His writing was influenced by the social, cultural, and economic ambience of his home city of Los Angeles. His work addresses the ordinary lives of poor Americans, the act of writing, alcohol, relationships with women, and the drudgery of work. Bukowski wrote thousands of poems, hundreds of short stories and six novels, eventually publishing over 60 books. The FBI kept a file on him as a result of his column Notes of a Dirty Old Man in the LA underground newspaper Open City.

Bukowski published extensively in small literary magazines and with small presses beginning in the early 1940s and continuing on through the early 1990s. As noted by one reviewer, "Bukowski continued to be, thanks to his antics and deliberate clownish performances, the king of the underground and the epitome of the littles in the ensuing decades, stressing his loyalty to those small press editors who had first championed his work and consolidating his presence in new ventures such as the New York Quarterly, Chiron Review, or Slipstream." Some of these works include his Poems Written Before Jumping Out of an 8 Story Window, published by his friend and fellow poet Charles Potts, and better known works such as Burning in Water, Drowning in Flame. These poems and stories were later republished by John Martin's Black Sparrow Press (now HarperCollins/Ecco Press) as collected volumes of his work.

In 1986 Time called Bukowski a "laureate of American lowlife".Regarding Bukowski's enduring popular appeal, Adam Kirsch of The New Yorker wrote, "the secret of Bukowski's appeal ... [is that] he combines the confessional poet's promise of intimacy with the larger-than-life aplomb of a pulp-fiction hero."

Since his death in March 1994, Bukowski has been the subject of a number of critical articles and books about both his life and writings, despite his work having received relatively little attention from academic critics in the United States during his lifetime.
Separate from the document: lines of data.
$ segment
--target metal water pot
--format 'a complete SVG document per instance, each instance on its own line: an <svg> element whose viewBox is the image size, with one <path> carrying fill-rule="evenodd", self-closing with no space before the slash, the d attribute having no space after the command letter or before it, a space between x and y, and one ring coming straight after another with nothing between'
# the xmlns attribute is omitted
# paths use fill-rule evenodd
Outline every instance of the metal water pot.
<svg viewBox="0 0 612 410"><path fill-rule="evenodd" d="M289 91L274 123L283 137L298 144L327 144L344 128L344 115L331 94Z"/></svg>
In contrast, Bukowski enjoyed extraordinary fame in Europe, particularly in Germany, the place of his birth.

The problem with the world is that the intelligent people are full of doubts. While the stupid ones are full of confidence

Poetry editorial controversy

Over half of Bukowski's collections have been published posthumously. Posthumous collections have been known to have been 'John Martinized', with the poems having been highly edited, at a level which was not present during Bukowski's lifetime.

One example of a popular poem, "Roll the Dice" (when comparing the original manuscript to "What Matters Most is How Well You Walk Through the Fire"), themes such as hell and alcoholism are removed. The creative editing present includes changing lines from "against total rejection and the highest of odds" to "despite rejection and the worst odds".